Subliminal Probing for Private Information via EEG-Based BCI Devices
File under: “That’ll never happen, but has” via @cryptomeorg:
9 Conclusion In this work we have examined the question if subliminal attacks to users of EEG-based braincomputer interfaces (BCIs) are feasible. We have designed a proof-of-concept experiment in which the attacker tries to infer if the user knows a particular person or not, without the user noticing that she is being attacked. We hid visual stimuli in form of portrait photos of Barack Obama in a video as well as other visual stimuli that serve as a contrast.

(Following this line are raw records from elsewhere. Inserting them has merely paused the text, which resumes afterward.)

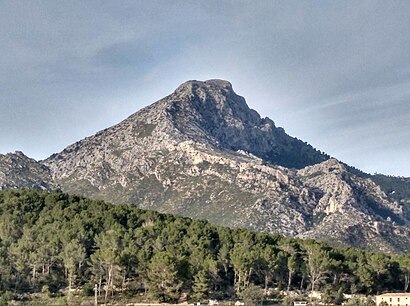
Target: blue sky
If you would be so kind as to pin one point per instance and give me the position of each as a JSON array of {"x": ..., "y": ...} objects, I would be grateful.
[{"x": 333, "y": 73}]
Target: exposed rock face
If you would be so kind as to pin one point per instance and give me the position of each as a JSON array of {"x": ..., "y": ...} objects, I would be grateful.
[
  {"x": 17, "y": 171},
  {"x": 201, "y": 152}
]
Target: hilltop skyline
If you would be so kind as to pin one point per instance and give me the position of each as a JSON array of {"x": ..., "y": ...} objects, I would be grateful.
[{"x": 336, "y": 75}]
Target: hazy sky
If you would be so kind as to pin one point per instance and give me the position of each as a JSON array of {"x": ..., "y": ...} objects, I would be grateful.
[{"x": 333, "y": 73}]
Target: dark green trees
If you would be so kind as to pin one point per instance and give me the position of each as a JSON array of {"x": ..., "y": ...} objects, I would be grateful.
[{"x": 65, "y": 242}]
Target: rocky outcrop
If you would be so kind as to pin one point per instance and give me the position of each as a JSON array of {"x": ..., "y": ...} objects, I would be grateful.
[
  {"x": 19, "y": 171},
  {"x": 202, "y": 152}
]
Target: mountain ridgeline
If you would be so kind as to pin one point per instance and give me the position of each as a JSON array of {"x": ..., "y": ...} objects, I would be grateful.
[{"x": 202, "y": 152}]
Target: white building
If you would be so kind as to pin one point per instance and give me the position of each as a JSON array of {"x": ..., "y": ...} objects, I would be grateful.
[{"x": 394, "y": 299}]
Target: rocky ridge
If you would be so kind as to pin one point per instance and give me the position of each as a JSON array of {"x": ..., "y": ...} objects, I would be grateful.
[
  {"x": 19, "y": 171},
  {"x": 201, "y": 152}
]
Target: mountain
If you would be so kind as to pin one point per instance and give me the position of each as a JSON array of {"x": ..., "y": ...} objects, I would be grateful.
[
  {"x": 202, "y": 152},
  {"x": 19, "y": 171}
]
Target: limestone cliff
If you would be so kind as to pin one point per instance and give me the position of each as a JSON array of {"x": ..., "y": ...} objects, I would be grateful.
[{"x": 202, "y": 152}]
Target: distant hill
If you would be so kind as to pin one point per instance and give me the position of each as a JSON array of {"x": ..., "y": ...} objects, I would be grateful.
[{"x": 202, "y": 152}]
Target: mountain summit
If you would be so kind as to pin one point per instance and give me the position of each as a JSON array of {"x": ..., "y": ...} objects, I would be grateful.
[{"x": 203, "y": 153}]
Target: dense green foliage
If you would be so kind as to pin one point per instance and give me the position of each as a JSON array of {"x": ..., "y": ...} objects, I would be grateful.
[{"x": 53, "y": 241}]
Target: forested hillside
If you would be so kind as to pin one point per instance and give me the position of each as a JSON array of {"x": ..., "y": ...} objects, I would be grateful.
[{"x": 61, "y": 241}]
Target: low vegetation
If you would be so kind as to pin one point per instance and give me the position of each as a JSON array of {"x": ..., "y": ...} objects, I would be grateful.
[{"x": 60, "y": 244}]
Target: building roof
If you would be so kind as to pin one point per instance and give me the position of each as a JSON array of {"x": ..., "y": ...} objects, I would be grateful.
[{"x": 395, "y": 294}]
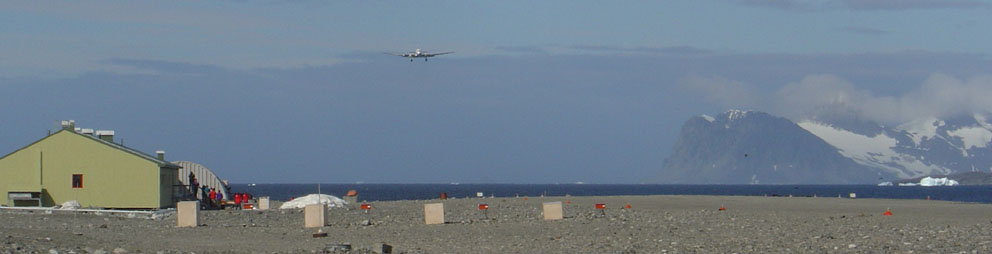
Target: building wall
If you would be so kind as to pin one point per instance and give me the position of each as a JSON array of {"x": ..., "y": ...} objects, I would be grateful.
[{"x": 112, "y": 178}]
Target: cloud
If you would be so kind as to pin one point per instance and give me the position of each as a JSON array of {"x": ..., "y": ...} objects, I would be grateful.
[
  {"x": 820, "y": 95},
  {"x": 913, "y": 4},
  {"x": 523, "y": 50},
  {"x": 676, "y": 50},
  {"x": 864, "y": 5},
  {"x": 864, "y": 30},
  {"x": 728, "y": 93},
  {"x": 158, "y": 66},
  {"x": 782, "y": 4}
]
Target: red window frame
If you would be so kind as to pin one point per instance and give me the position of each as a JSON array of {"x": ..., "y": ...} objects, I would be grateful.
[{"x": 77, "y": 181}]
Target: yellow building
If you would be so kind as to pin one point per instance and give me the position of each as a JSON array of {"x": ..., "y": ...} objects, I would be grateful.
[{"x": 87, "y": 166}]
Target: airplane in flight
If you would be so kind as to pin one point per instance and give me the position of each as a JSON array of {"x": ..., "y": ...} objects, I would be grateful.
[{"x": 418, "y": 53}]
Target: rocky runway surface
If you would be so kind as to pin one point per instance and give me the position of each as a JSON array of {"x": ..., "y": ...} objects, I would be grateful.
[{"x": 653, "y": 224}]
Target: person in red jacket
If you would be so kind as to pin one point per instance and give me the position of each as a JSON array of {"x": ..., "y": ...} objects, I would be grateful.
[{"x": 213, "y": 196}]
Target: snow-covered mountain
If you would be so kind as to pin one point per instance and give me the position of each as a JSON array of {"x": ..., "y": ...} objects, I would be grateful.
[
  {"x": 747, "y": 147},
  {"x": 829, "y": 149},
  {"x": 917, "y": 148}
]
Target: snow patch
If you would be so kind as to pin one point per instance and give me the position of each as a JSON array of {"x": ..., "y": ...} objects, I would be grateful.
[
  {"x": 708, "y": 118},
  {"x": 921, "y": 128},
  {"x": 875, "y": 151},
  {"x": 735, "y": 114},
  {"x": 312, "y": 199},
  {"x": 973, "y": 136}
]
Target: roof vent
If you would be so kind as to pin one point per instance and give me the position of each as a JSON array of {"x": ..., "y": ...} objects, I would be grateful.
[
  {"x": 105, "y": 135},
  {"x": 69, "y": 125}
]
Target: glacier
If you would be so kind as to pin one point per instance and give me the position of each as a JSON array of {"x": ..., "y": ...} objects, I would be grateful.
[
  {"x": 876, "y": 151},
  {"x": 931, "y": 181}
]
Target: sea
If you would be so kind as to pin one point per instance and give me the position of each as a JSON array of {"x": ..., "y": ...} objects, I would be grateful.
[{"x": 388, "y": 192}]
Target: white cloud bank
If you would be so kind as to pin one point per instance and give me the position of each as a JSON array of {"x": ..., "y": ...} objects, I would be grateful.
[{"x": 938, "y": 96}]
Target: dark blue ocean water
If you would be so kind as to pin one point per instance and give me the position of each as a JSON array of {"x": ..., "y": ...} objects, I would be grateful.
[{"x": 386, "y": 192}]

In an experiment with 27 subjects we find that our naive attack strategy is able to obtain 66% accuracy in predicting that a subject is familiar with Barack Obama, while an advanced attack strategy that incorporates confidence levels is able to improve the accuracy to 90%. The subjects achieved different levels of recognition in terms of detecting the manipulation of the video. At each recognition level, the attack was successful for most users including the users that did not notice any manipulation. 16 Our subliminal attacks have been carried out in a controlled setting to demonstrate their feasibility. Future research directions include exploration of different pathways for improving the attack, such as more sophisticated hiding mechanisms and internal subliminal validation techniques. The findings presented in this work suggest that BCI software with the full access to raw EEG data of users constitutes a new attack vector to user privacy and user secrets (arXiv:1312.6052v1 [cs.CR] 20 Dec 2013).